Вечерело. Розовый отблеск залил весь запад неба. Кругом стояла тишина. Во дворе в Торках после отъезда гостей было пусто, глухо, тихо, словно в могиле. Тень от флигеля медленно заливала подворье. Изредка в кронах лип перекликались вороны.

Пани Олимпия ходила по саду. Душа её была смятена, и она искала самых густых уголков, самой тёмной сумеречной чащи, чтобы остаться одной. Но беспокойство догоняло её и там, не давало ни сидеть, ни стоять на месте, гнало дальше. Садовник, сидя в своей соломенной будке под раскидистой яблоней и покуривая трубку, следил за ней глазами, как она, словно тень, мелькала то тут, то там в зарослях, входила зачем-то в кусты малины, в ряды молодых вишен, что тонкими ветками били её по лицу и цепляли за волосы, то снова, будто что-то настойчиво отыскивая, шла между ульями, которые когда-то составляли славную торецкую пасеку, а теперь стояли без пчёл, заглядывала под навесы, просовывала руку в щели, водила глазами кругом, словно не отдавая себе отчёта, что делает и чего ищет, — перекрестился, сплюнул и шепнул сам себе:

— Опять мечется, как помешанная!

Он уже какое-то время замечал это её «мечение» и испытывал перед ней какой-то страх, тем более что пани несколько раз проходила мимо него, даже осматривала его будку, но, казалось, вовсе его не замечала или принимала за какой-то неодушевлённый чурбан и никогда не говорила с ним ни слова. Садовнику было странно и то, что обычно только вечерами нападало на пани такое мечение, а днём, вне сада, она была вполне спокойна, разумна и разговорчива.

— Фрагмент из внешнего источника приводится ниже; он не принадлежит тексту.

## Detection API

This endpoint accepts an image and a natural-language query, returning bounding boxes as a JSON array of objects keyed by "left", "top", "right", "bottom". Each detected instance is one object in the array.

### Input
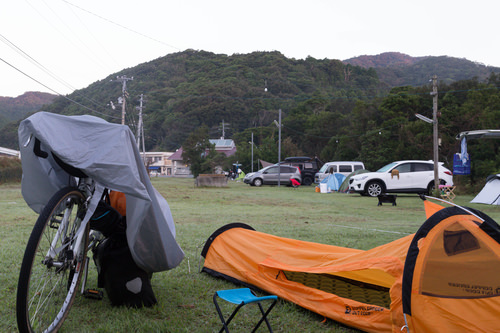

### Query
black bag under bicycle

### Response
[
  {"left": 93, "top": 232, "right": 157, "bottom": 308},
  {"left": 89, "top": 200, "right": 127, "bottom": 237}
]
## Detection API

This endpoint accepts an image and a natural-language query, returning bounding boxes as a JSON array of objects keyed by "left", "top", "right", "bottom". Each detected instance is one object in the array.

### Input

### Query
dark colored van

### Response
[{"left": 281, "top": 156, "right": 323, "bottom": 185}]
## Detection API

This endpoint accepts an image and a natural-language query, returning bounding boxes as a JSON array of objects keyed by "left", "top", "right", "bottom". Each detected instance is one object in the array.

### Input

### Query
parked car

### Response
[
  {"left": 281, "top": 157, "right": 323, "bottom": 186},
  {"left": 314, "top": 161, "right": 365, "bottom": 184},
  {"left": 243, "top": 164, "right": 302, "bottom": 186},
  {"left": 349, "top": 160, "right": 453, "bottom": 197}
]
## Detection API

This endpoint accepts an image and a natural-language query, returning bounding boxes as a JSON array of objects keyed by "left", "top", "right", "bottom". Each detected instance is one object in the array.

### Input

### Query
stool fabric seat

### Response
[
  {"left": 217, "top": 288, "right": 278, "bottom": 304},
  {"left": 213, "top": 288, "right": 278, "bottom": 333}
]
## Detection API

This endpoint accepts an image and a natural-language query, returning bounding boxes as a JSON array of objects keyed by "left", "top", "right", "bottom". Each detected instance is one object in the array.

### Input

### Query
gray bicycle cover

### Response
[{"left": 18, "top": 112, "right": 184, "bottom": 272}]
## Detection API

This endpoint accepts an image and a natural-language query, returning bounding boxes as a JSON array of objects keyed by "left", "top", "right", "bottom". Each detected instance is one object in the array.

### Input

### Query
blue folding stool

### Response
[{"left": 214, "top": 288, "right": 278, "bottom": 333}]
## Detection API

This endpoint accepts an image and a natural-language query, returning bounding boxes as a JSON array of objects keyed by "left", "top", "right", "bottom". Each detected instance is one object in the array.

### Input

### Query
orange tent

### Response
[{"left": 202, "top": 201, "right": 500, "bottom": 332}]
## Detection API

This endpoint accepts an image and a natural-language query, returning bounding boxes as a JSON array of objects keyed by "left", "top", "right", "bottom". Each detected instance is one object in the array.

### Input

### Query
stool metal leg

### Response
[{"left": 252, "top": 300, "right": 276, "bottom": 333}]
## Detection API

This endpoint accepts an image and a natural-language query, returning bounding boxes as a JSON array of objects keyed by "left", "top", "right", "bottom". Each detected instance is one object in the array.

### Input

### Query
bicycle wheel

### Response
[{"left": 16, "top": 188, "right": 89, "bottom": 332}]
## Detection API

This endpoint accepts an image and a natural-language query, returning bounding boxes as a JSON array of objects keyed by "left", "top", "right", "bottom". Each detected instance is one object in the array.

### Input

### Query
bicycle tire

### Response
[{"left": 16, "top": 187, "right": 89, "bottom": 332}]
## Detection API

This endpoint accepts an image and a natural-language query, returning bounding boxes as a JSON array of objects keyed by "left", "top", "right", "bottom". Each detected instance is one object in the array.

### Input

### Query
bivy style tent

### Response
[
  {"left": 471, "top": 173, "right": 500, "bottom": 205},
  {"left": 18, "top": 112, "right": 184, "bottom": 273},
  {"left": 202, "top": 200, "right": 500, "bottom": 333}
]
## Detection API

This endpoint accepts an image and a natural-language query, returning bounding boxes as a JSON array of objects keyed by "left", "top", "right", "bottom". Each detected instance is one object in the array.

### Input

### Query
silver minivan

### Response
[
  {"left": 243, "top": 164, "right": 302, "bottom": 186},
  {"left": 314, "top": 161, "right": 365, "bottom": 184}
]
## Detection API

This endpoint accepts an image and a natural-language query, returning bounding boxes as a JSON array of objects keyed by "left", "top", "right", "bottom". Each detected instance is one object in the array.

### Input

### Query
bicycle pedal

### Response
[{"left": 83, "top": 289, "right": 104, "bottom": 301}]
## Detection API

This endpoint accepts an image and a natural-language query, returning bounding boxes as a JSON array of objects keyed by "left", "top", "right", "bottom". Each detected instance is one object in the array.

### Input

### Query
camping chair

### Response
[
  {"left": 439, "top": 185, "right": 455, "bottom": 201},
  {"left": 214, "top": 288, "right": 278, "bottom": 333}
]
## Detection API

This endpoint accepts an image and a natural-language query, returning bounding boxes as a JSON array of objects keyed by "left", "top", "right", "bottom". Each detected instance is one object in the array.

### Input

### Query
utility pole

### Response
[
  {"left": 251, "top": 132, "right": 253, "bottom": 172},
  {"left": 275, "top": 109, "right": 281, "bottom": 187},
  {"left": 431, "top": 75, "right": 440, "bottom": 192},
  {"left": 116, "top": 75, "right": 134, "bottom": 125},
  {"left": 137, "top": 94, "right": 146, "bottom": 155}
]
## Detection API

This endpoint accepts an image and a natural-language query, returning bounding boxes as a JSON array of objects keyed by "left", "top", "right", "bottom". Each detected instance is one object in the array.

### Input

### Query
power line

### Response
[
  {"left": 0, "top": 58, "right": 120, "bottom": 119},
  {"left": 62, "top": 0, "right": 180, "bottom": 51},
  {"left": 0, "top": 34, "right": 105, "bottom": 106}
]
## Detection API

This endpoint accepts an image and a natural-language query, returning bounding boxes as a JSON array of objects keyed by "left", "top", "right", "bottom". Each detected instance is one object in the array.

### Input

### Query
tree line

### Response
[{"left": 0, "top": 50, "right": 500, "bottom": 191}]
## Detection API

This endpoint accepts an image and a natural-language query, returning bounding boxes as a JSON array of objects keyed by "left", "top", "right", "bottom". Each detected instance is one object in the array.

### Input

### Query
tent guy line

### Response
[{"left": 310, "top": 223, "right": 412, "bottom": 235}]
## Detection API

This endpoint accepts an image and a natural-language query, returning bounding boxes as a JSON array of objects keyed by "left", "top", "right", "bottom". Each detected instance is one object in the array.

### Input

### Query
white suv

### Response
[{"left": 349, "top": 160, "right": 453, "bottom": 197}]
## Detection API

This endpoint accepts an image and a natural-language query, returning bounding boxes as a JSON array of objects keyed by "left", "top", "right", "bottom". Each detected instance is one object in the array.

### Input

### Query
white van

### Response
[{"left": 314, "top": 161, "right": 365, "bottom": 184}]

«Что-то тут должно быть! — размышлял садовник, водя глазами за пани, что в своём чёрном платье, словно чёрная туча, без шума и треска то появлялась, то исчезала между деревьями, выныривая и пропадая в вечернем сумраке. — Ищет ли она чего-то, или это у неё какая-то слабость? Но если бы искала, то уж нашла бы или кого-то ещё попросила искать. Нет, наверное, это такая планета на неё заходит. Ведь говорят, что есть такие люди... Как на кого такая планета зайдёт, то всё бросит, жену и детей забудет и идёт в свет, сам не знает зачем и куда. Но странно, что её всегда в этом саду такая планета настигает. Наверное, какая-то злая душа наслала на неё».

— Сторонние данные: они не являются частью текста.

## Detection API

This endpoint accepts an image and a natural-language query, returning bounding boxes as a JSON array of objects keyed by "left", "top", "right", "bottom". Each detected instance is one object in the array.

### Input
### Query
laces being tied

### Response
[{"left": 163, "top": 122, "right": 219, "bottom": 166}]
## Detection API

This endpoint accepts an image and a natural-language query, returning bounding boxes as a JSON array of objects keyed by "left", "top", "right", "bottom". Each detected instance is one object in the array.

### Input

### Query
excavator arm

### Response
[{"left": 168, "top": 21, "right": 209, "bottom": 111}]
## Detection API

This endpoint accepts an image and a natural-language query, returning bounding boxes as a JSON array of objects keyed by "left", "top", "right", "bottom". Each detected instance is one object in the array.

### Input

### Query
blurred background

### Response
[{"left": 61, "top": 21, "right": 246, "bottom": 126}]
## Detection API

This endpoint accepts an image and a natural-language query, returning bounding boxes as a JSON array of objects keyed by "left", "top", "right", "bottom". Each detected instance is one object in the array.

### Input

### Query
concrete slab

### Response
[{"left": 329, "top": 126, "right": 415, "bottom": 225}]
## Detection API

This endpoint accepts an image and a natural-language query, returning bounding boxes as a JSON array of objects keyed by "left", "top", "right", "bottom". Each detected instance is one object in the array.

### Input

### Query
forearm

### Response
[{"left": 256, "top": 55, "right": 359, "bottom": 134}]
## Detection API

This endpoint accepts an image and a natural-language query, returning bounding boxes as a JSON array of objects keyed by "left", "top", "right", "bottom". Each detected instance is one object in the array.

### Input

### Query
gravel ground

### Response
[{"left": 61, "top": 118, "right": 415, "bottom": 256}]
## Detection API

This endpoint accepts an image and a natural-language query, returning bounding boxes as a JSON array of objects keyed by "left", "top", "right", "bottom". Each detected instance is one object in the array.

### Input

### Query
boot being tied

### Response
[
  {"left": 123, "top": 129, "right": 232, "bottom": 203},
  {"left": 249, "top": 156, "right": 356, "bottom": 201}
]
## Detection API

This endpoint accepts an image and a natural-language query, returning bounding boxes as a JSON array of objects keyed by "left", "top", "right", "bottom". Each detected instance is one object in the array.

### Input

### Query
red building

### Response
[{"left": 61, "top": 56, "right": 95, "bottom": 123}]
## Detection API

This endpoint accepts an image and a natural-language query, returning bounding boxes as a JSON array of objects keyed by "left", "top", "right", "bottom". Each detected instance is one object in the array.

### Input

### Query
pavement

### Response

Пани тем временем вышла из густых молодых насаждений. Уже роса падала. Её прунелевые башмачки, те самые, что были на ней при гостях, совсем промокли. Нижний край платья тоже был мокрый и хлестал её по ногам влажным холодом, но она будто и не замечала, не чувствовала этого. Всё оглядываясь, крадучись, прислушиваясь, она пошла в глубь сада, к старым деревьям, туда, где сад, изгибаясь к северу, раскидывался по плоскогорью, слегка наклонённому к лугу. В кронах деревьев начали выводить свои трели соловьи. Из дупла старой липы крикнула сова. Лёгкий ветерок качнул ветвями — это было словно последнее вздох умирающего дня. Пани Олимпия вздрогнула и остановилась на мгновение.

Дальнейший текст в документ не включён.